Since the beginning of the confinement, the Dragons of Grand Est district units based in Strasbourg and Besançon have been particularly solicited. They had to respond very quickly to the first requests for inter-hospital transfer missions in order to relieve congested hospitals in the region. These were first-rate missions, which did not, however, escape certain conflicts between the various administrations concerned. Paradoxically, solidarity and teamwork do not always seem to be appropriate in an emergency context. Despite these few pitfalls, the missions proved particularly intense in this region for the two helicopters, which had to call on a third machine from Haute-Savoie, as the Sécurité Civile command emphasised: “Following the confinement, activity in the mountains was almost nil, which enabled us to disengage a helicopter from Haute-Savoie to the Grand Est plot. Today, the fleet in the area has three helicopters, and the possibility of a fourth, if necessary“.

Second wave

Extremely connected with the Eastern sector, Sécurité Civile also had to deal with the first interventions in the Paris region. These transfers, which begun on March 29th, have helped to relieve congestion in certain Parisian hospitals, to those in the Tourangelle and Indre-et-Loire regions. As with previous COVID missions, procedures remain strict during flights, including suitable equipment for the crews (waterproof gowns, masks…) even when they are returning from missions. Some units have reinforced their measures, such as Dragon 20 based in Ajaccio, which has installed plastic protection to isolate the cockpit from the cargo, thus helping to limit the risks of contamination during COVID-19 transfers. The disinfection protocol for both crews and machines is particularly strict and can take several minutes.
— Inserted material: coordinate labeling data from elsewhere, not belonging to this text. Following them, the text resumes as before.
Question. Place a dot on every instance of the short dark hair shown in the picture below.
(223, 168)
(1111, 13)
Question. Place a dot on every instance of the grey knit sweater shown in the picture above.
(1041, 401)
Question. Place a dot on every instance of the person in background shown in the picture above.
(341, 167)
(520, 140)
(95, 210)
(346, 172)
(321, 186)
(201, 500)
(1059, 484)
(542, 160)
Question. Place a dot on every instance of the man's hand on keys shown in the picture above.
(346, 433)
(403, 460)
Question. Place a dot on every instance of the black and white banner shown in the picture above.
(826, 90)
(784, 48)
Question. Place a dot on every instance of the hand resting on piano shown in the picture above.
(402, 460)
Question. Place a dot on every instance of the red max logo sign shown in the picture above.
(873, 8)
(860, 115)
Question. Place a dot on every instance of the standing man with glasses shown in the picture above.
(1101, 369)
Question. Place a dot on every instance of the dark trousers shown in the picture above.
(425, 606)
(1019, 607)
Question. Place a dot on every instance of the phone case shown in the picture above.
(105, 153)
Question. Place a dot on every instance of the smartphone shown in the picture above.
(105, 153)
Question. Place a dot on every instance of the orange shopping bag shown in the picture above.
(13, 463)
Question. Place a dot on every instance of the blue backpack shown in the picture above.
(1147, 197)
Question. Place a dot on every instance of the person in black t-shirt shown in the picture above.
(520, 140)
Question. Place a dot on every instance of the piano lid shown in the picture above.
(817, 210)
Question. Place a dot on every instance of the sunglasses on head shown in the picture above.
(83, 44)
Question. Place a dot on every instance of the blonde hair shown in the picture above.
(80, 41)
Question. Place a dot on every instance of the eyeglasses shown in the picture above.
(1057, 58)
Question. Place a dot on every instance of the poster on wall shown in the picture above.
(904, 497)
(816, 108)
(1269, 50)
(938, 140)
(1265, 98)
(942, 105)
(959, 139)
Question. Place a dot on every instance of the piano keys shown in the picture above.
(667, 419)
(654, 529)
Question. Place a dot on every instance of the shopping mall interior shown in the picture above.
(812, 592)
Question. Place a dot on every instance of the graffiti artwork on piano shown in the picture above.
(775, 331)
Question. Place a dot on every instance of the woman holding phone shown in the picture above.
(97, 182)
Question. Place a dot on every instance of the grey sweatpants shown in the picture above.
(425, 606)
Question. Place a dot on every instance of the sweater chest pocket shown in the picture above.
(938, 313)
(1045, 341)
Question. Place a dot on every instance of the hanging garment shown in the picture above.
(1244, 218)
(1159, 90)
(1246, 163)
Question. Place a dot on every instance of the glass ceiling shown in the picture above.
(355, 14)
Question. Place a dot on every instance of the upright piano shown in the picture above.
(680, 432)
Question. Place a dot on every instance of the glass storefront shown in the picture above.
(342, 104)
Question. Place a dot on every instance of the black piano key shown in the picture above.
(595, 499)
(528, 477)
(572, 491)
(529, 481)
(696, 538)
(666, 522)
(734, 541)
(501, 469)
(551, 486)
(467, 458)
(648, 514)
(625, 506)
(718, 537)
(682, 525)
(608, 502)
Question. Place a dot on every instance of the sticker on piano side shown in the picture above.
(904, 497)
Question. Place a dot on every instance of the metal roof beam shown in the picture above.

Despite a spike in the epidemic, which does not seem to have reached a peak point according to the authorities, the Dragon 75 site at Issy Les Moulineaux could nevertheless accommodate new machines. “But nothing is set in stone,” said the spokesman. The daily management of helicopters is being carried out by the SAMU, according to the needs and regions, but also based on the availability of an aircraft, whether it’s operated by the Sécurité Civile, the SAMU, the ALAT – Light Aviation Army, or the Air Force. In order to plan flights, the Sécurité Civile staff and the different heliborne units, such as: the SAMU, the Army, and recently the Air Force, should evaluate and determine the different hypotheses concerning the distribution of helicopters, along with the possible reinforcements needed at certain locations throughout the hexagon, according to the spread of the virus.

The Dragons recorded their 100th mission on March 29th, proving their effectiveness. And, the number of operations of this type, across the across the territory, has not weakened. According to the Sécurité Civile spokesman, an average of eight to twelve flights a day are now conducted for patients suffering from COVID-19 throughout the territory. In total, more than 180 hours have been logged in the last 15 days for this mission alone. And, the pace of crews is not slowing down. In fact, the staff says, they have to “readjust the workload of the crews and maintenance mechanics according to their needs.” For the moment, according to the spokesman of the entity, “The objective is to last throughout the period, and maintain our crews’ condition, in order to preserve them as long as possible.” An objective that we hope will be sustainable, as we cannot forget those hidden units during the daily national applause to say thank you.